His reply was EMINENTLY REASONABLE. Sugar will depress my immunity. Fresh foods and plenty of water will bolster gut health – and the gut manufactures roughly 70% of the immune system’s power tools. And, he said, I would feel better if I ate better.
Well, now I’m a European on the wing of my plane trying to flag down the passing Titanic.
I don’t feel better when I eat better. I don’t feel worse when I eat badly. I’M NOT GETTING THE SAME INPUT AS HE IS. And we’re just not measuring that correctly.
If I had more body-octane – if my body would respond clearly and measurably to the factors that influenced it – then perhaps I would be a former dancer, too.
But that’s not what happens.
If I diet, I gain weight. (In fact, I can no longer afford to diet; I’m just too fat.)
If I sleep on a steady schedule for fourteen days, I can blow it on the fifteenth without so much as a backwards glance.
If I refuse to exercise, I don’t feel itchy or twitchy.
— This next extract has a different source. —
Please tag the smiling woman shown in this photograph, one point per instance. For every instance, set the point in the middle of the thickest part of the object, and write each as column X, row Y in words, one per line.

I feel pretty good. I settle my plump butt more comfortably in the cushions and make sure the iPad is plugged in for a marathon reading session.
The ONLY thing that’s keeping me going is the big old brain at the top of the spinal column – and any psychiatrist will tell you: Intellect is WAY weaker as a motivator than instinct. And really, really weaker than the knowledge that there’s ice cream in the freezer.
My point is… what was my point? Oh right:
I SEE YOU. I see you trying to do your best and never quite living up to your goals. I see you trying to eat right and having the cookies anyway. I see you planning on exercising but – well, maybe tomorrow. I see you, my sister or brother. I know. I’m with you. We’re Harrison Bergeron-ing our way through life, trying to be healthy with twenty-pound weights chained to our good intentions.
ONWARD, brave warrior. ONWARD. Keep paddling. We’ll get to Paris eventually!
It was Bill Bryson who told me about American octane, in his awesome book “A Short History of Nearly Everything.” That’s a good book. You could read it if you were climbing the walls. Plug in the reader, settle your tail in the cushions. It’s a long one!